The writer, a former editor of The Economist, is co-director of the Global Commission for Post-Pandemic Policy
In the rich north, this summer promises vaccines and forms of restoration. Northerners divide into those happy with their nation’s vaccine programme and those frustrated, those optimistic about a “roaring twenties” and those who fear the light at the end of the tunnel will be snuffed out by a mutant strain. But we share a feeling that the worst might nearly be over. Socially and locally, that may be true.
But the pandemic is far from over in many parts of the southern hemisphere, given India’s catastrophe, the death toll in Latin America and the virus’s resurgence in south-east Asia. Politically and globally, tough challenges lie ahead.
Most western governments played a blinder during the 2008 financial crisis: the lessons of the 1930s were learnt, banking systems were saved, a new depression was averted. There was even effective global collaboration. But in the medium term they failed to confront worsening inequality, depressed real incomes and a multi-faceted alienation that led to populism, nationalism, Brexit and the election of leaders such as Donald Trump. By 2020, relations between the world’s major powers were in their worst state since the cold war.
With Covid it promises to be “déjà vu all over again”, as the baseball coach Yogi Berra once said. Having muddled through the health crisis in ways so far largely forgiven by their publics, and having garnered praise for taxpayer-funded rescue efforts poorer countries couldn’t afford, there is every chance that rich-country governments will again follow tactical success with strategic failure. The trade-offs are just as tough as after 2008. When debating these trade-offs at the Global Commission for Post-Pandemic Policy, six main themes have emerged.
The first is that the human and economic costs of the pandemic have been so huge as to make state investment in support of some public goods a no-brainer. The clearest case is vaccine manufacturing. The US, the UK and China got this right, the EU fumbled it, and Japan totally blundered. But it is not too late. Vaccine capacity remains too small to vaccinate the world speedily and for future booster jabs and hoped-for nasal and oral vaccines.
The other neglected global public good that needs state money urgently is the creation of surveillance labs and detection systems against future zoonotic diseases.
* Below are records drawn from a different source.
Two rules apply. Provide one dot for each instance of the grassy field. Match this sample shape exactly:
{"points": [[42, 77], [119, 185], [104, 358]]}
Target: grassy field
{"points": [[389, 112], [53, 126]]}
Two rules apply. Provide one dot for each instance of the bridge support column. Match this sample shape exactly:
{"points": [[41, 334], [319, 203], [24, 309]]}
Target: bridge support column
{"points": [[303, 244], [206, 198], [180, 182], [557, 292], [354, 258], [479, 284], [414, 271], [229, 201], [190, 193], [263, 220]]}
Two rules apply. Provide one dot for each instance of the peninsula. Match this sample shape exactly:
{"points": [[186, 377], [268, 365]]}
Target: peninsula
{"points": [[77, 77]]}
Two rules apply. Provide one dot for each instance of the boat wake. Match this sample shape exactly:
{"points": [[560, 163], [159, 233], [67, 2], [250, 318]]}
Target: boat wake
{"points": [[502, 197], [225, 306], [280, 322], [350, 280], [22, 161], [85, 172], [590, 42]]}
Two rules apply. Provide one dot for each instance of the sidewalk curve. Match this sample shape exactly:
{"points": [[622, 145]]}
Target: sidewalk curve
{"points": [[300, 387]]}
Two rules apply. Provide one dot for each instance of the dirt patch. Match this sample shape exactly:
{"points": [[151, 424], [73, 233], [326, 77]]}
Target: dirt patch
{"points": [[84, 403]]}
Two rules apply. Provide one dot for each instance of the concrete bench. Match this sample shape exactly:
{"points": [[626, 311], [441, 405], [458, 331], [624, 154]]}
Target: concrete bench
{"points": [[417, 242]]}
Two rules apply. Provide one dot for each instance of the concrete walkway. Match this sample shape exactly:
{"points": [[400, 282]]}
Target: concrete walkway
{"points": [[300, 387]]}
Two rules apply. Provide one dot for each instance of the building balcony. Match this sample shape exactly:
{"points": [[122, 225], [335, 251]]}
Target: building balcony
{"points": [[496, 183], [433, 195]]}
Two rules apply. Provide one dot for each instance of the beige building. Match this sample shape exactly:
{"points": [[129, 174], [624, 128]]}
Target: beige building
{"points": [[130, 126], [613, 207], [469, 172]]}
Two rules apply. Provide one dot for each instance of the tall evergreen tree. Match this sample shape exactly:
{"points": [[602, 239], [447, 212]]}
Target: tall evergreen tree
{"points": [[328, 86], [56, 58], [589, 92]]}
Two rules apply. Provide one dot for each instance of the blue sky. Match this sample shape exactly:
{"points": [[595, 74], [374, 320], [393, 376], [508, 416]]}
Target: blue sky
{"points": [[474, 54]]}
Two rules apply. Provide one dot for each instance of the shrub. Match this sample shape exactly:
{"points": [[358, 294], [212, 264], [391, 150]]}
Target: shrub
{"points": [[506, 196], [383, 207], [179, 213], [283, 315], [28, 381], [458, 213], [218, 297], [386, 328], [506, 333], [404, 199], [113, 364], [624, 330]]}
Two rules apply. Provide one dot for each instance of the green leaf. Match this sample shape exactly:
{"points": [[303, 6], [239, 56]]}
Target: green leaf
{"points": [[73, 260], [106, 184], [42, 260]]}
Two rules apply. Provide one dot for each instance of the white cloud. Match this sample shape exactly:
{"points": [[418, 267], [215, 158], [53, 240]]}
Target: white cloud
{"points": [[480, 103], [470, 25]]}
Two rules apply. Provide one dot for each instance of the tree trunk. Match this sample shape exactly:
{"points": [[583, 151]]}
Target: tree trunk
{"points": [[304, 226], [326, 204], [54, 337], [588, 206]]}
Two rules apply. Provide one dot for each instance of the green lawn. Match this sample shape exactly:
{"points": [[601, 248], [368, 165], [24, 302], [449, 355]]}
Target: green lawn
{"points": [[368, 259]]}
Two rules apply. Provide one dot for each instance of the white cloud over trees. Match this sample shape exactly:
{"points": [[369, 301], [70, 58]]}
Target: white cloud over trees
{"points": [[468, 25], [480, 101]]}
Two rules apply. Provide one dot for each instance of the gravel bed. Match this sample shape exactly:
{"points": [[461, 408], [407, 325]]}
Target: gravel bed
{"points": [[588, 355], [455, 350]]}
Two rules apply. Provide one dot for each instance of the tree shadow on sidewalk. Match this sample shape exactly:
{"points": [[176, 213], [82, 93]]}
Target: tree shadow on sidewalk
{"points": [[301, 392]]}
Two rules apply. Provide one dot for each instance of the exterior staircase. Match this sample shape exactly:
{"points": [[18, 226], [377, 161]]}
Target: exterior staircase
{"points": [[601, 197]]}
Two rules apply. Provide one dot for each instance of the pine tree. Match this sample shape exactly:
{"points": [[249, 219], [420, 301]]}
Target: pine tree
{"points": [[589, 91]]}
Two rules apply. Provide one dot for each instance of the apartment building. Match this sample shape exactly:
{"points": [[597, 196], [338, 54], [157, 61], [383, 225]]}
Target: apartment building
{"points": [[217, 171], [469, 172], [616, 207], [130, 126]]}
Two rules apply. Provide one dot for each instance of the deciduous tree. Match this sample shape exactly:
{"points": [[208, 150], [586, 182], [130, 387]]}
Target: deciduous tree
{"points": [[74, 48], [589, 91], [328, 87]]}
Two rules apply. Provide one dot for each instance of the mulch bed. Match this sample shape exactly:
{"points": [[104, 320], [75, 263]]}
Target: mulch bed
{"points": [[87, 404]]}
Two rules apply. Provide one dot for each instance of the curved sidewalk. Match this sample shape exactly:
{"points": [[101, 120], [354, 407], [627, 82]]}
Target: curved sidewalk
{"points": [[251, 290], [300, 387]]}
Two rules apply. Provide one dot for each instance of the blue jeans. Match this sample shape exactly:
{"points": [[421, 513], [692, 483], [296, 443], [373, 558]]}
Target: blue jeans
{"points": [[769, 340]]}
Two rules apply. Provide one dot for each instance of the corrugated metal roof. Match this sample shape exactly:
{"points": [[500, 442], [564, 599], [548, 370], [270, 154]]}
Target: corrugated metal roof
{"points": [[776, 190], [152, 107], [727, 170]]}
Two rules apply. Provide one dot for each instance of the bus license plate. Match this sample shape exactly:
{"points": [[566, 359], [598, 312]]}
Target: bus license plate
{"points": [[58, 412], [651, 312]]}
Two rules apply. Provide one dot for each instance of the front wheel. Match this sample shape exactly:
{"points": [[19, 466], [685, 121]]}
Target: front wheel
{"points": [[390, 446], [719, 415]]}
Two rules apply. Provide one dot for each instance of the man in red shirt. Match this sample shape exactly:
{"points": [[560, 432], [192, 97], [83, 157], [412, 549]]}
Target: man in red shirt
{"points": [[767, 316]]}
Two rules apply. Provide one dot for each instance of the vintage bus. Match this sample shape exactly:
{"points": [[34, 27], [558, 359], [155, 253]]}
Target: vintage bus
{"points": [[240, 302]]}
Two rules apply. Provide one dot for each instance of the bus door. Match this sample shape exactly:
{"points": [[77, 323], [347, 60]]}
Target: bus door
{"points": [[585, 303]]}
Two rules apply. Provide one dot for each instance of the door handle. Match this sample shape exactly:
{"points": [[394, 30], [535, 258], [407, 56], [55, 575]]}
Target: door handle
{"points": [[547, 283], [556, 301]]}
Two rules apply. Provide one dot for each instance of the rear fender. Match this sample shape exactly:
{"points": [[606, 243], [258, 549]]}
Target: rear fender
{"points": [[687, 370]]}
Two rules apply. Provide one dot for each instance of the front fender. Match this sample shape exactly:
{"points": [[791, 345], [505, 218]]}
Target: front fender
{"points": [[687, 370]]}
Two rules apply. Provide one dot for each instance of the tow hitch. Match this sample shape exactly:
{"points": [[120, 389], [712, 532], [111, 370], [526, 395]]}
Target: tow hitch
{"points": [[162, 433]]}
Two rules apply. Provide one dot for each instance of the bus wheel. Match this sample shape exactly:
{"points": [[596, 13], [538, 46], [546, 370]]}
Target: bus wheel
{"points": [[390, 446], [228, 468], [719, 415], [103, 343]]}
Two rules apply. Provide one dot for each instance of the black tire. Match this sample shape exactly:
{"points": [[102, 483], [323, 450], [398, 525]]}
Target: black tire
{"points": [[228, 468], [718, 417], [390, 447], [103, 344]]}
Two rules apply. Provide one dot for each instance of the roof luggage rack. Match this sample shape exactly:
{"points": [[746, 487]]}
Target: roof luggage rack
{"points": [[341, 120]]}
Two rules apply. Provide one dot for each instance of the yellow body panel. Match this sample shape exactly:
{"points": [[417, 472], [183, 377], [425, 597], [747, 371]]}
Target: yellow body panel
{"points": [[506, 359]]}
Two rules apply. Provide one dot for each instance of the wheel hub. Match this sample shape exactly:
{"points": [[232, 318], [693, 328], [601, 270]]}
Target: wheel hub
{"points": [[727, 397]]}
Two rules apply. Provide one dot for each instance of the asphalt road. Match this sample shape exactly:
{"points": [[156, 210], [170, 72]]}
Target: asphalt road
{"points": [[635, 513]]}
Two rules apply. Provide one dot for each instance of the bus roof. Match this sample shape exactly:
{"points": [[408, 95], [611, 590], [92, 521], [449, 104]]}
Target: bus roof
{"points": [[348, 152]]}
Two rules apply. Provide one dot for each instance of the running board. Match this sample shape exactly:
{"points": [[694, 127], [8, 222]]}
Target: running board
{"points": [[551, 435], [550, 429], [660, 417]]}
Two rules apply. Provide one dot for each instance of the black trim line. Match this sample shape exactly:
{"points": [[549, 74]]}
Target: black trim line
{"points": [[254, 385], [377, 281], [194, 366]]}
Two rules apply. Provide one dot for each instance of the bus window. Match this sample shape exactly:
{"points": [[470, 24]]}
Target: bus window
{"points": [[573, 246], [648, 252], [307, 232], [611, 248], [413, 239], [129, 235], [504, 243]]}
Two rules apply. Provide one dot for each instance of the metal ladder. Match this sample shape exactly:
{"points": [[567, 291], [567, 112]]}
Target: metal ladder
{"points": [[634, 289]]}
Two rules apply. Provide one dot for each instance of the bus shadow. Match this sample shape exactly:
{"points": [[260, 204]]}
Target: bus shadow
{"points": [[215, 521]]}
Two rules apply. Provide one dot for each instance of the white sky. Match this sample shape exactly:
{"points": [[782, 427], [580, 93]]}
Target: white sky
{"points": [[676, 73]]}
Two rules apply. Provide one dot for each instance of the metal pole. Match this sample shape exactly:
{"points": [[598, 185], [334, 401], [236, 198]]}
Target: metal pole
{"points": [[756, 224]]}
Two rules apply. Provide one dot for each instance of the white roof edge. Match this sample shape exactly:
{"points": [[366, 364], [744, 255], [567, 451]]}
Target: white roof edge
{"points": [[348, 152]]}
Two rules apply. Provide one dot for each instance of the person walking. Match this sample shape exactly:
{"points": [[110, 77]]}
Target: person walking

The world has far too few of these, especially in places where viral leaps from wildlife to humans are likeliest, perhaps inevitable.
The second point is less gung-ho about public spending: against the consensus, our commission insists that high sovereign debt levels do matter and the risk of inflation must be taken seriously, even with interest rates low. Economic recovery is not just a matter of this year and next but needs to be enabled for the longer term if new, politically dangerous crises — as happened in the euro area in 2010-12 — are not to develop.
Therefore, while governments should not switch quickly to austerity, they do need to transition from consumption and debt-boosting welfare transfers to investment targeted at raising productivity and growth. Accelerating the transition to green technologies should form a large part of this. Intelligent regulation, including minimum wages and reformed labour institutions, need to play a bigger role in treating inequality than money transfers.
Fourth, urgent attention must be given to sovereign debt in poor and middle-income countries, which are hampered by frail public finances and delayed vaccinations. A sharp inflation-driven rise in dollar interest rates could trigger a crisis. Investment in vaccine capacity along with further big donations to the Covax initiative for poor countries will be part of the answer. But there must be an international accord on debt restructuring, akin to the Brady Plan in the early 1990s.
Fifth, efforts to construct such an accord or to collaborate on other issues will confirm how fractured and adversarial relations between the great powers have become. Calls for collaboration need to go beyond virtue signalling and focus clearly on joint provision of critical public goods: vaccination, surveillance, debt, climate. The thrust has to be: talk where you can, act with allies where you must.
The final, and arguably most important, message is that a focus on future threats — new pandemics, bio-terror, cyber and the biggest of all, climate — must begin today. The plainest but hardest lesson of 2020-21 is that fine words about resilience butter no parsnips. Actions that put preparedness at the heart of national security planning, with protected lines in national budgets, are essential. The time to prepare for the next threat is now.